Sadly, analysis paralysis is self-sabotaging. In relationships, for example, the endless delays and ambivalence cause partners to leave, usually hurt and angry. The sufferer feels temporary relief now that the pressure is off and the partner is gone; however"– long-term – they lament. Our "Match.com" mentality feeds this hesitation: being bombarded with endless dating options gives us false reassurance that there will always be someone prettier, smarter, and younger. Wise individuals know, however, that love and compatibility are rare, and many otherwise happy relationships have been soured by the unrealistic certainty that hundreds of available and adoring mates are simply a click away.

So how does someone tackle analysis paralysis? You square your shoulders and stare down the looming Goliath even though you feel like a small, helpless David.

Here's how:

  1. Gather information about the decision at hand, but not too much. Aim for one-third of what you normally would require to feel comfortable; then stop. You will still have plenty of data on which to base your decision.
  2. Trust yourself. You have the capacity to right most wrongs and improve even very difficult situations. You have skills, and help is always available to you. There are no "wrong" decisions.
  3. Lean in and leap. Ask for a raise. Move to another country if you've dreamed of it. Ask your girlfriend to marry you. Just do it. You will not die from the irrational panic and fear, and it will subside sooner than you think.
  4. Relinquish control and never look back with remorse or regret. Eastern philosophies believe there are no bad decisions, that we are all on the "right" path and everything is unfolding perfectly. Adopt this concept.
  5. Grieve. Yes, grieve. It is immature and unrealistic to think we will not have pain or disappointment in life. We all want perfection, smooth sailing, and a God or a Goddess for a partner. What we get is a human being, occasional misery, and challenges that will make us grow. This is life. Grieve what you're not getting in life and embrace what you have; things could have been far worse.
  6. If you have difficulty committing to a relationship, purchase the book He's Scared, She's Scared. It will help you when you panic and fantasize about leaving. Your part is to stick with the relationship and make it work; your partner will relax in kind. For panic with everyday decisions, read Feel the Fear and Do It Anyway. Your abundant, relaxed life is out there waiting for you.

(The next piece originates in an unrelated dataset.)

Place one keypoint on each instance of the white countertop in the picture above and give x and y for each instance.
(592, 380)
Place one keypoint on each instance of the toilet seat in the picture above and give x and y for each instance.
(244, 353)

If you are in a relationship with an analysis paralysis sufferer, you're painfully aware that they do not writhe alone. You are probably feeling the sting of your partner's ambivalence and foot-dragging, which can shred even the strongest self-esteem. The subtle withdrawal of your paralyzed partner causes you to be insecure and needy in kind. Your wish for safety and a commitment is the very thing your partner cannot offer.

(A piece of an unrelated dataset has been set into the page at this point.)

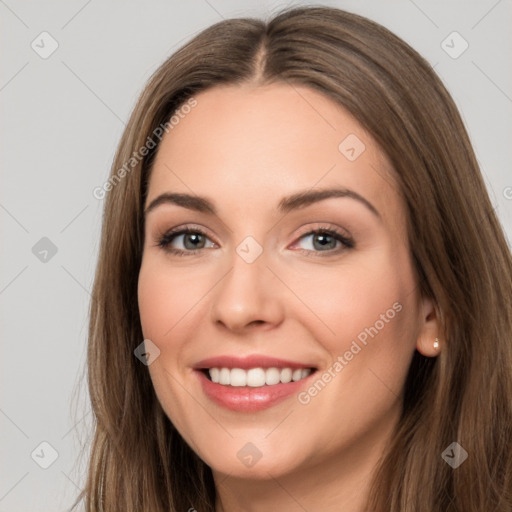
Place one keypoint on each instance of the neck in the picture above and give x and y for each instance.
(340, 482)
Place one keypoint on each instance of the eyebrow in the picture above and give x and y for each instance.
(287, 204)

If this is you, here is my advice:

  1. Do not give any potential partner more than one year of your life. If they cannot commit or act in a way that you desire, end the relationship. Your life is precious, and sometimes leaving will spur a decision and better behavior; sometimes not. Either way, you will have saved yourself much heartache and regret. Move forward and focus on yourself and your own interests and passions.
  2. Know that the more amazing you become to these individuals, the more frightened they are, because there is now no compelling reason not to pick you. The assault to your self-esteem will be irreparable if you meet the increasingly unreasonable demands of someone in the grip of analysis paralysis. Their hoops will be endless, and you will exhaust yourself trying to win the love of an ambivalent and paralyzed person. Move forward and find someone truly available emotionally and physically. Your leaving may finally push the analysis paralysis sufferer to get help.
  3. For additional support, read the book Men Who Can't Love: How to Spot a Commitmentphobic Man Before He Breaks Your Heart. Don't be misled by the title; it applies to commitmentphobic women, as well. Just buy this book and start the healing process now.

Cherry or lemon, lemon or cherry? It is a tough decision, no doubt about it, but both are delicious. Eat and enjoy.